Inflammatory cytokines in small intestinal mucosa of patients with potential coeliac disease

SUMMARY T helper cell type 1 (Th1) response to gluten has been implicated in the pathogenesis of coeliac disease (CD). To characterize immunological activation and mild inflammations leading to overt CD in potential coeliac patients, jejunal biopsies were obtained from family members of patients with CD or dermatitis herpetiformis (DH). Nine family members and one latent CD, eight CD patients and eight normal controls furnished jejunal biopsy specimens. Immunohistochemical staining of sections for interleukin‐1α (IL‐1α), IL‐2, IL‐4, interferon‐γ (IFN‐γ), tumour necrosis factor α (TNF‐α), CD3, γδ‐T cell receptor (γδ‐TCR), and αβ‐TCR was carried out with monoclonal antibodies. Further, expression of IL‐4 and IFN‐γ messenger RNA was detected by radioactive in situ hybridization in these same samples. In lamina propria, CD patients and potential CD patients had higher densities of IL‐2 (P = 0·028, P = 0·043), IL‐4 (P = 0·021, P = 0·034) and IFN‐γ positive cells (P = 0·000, P = 0·009) than did controls. Moreover, CD patients showed a higher density of TNF‐α positive cells (P = 0·012, P = 0·001) than the other two groups, and expression of IFN‐γ mRNA (P = 0·035) was higher in them than in the other two study groups. Additionally, higher densities of TNF‐α and IFN‐γ positive cells occurred in potential CD patients with high γδ‐TCR+ intraepithelial lymphocytes (IELs).

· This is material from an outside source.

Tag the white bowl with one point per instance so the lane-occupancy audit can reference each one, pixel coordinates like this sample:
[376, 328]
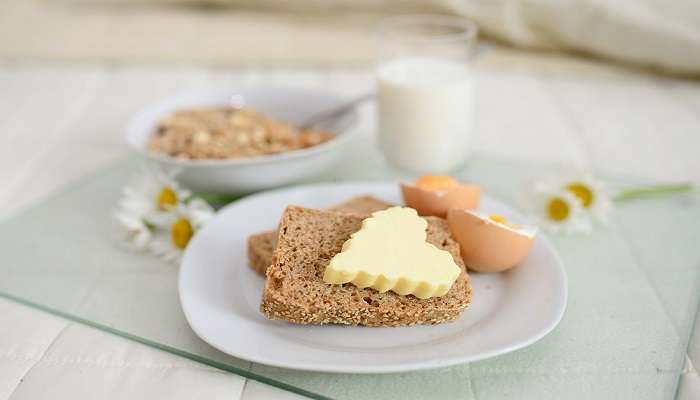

Our findings support the hypothesis that lamina propria T cells and macrophages, through their secretion of cytokines, play a central role in the pathogenesis of coeliac disease. The inflammatory cytokines found in potential CD specimens strongly suggest that these inflammatory markers can be identified long before visible villous changes have occurred.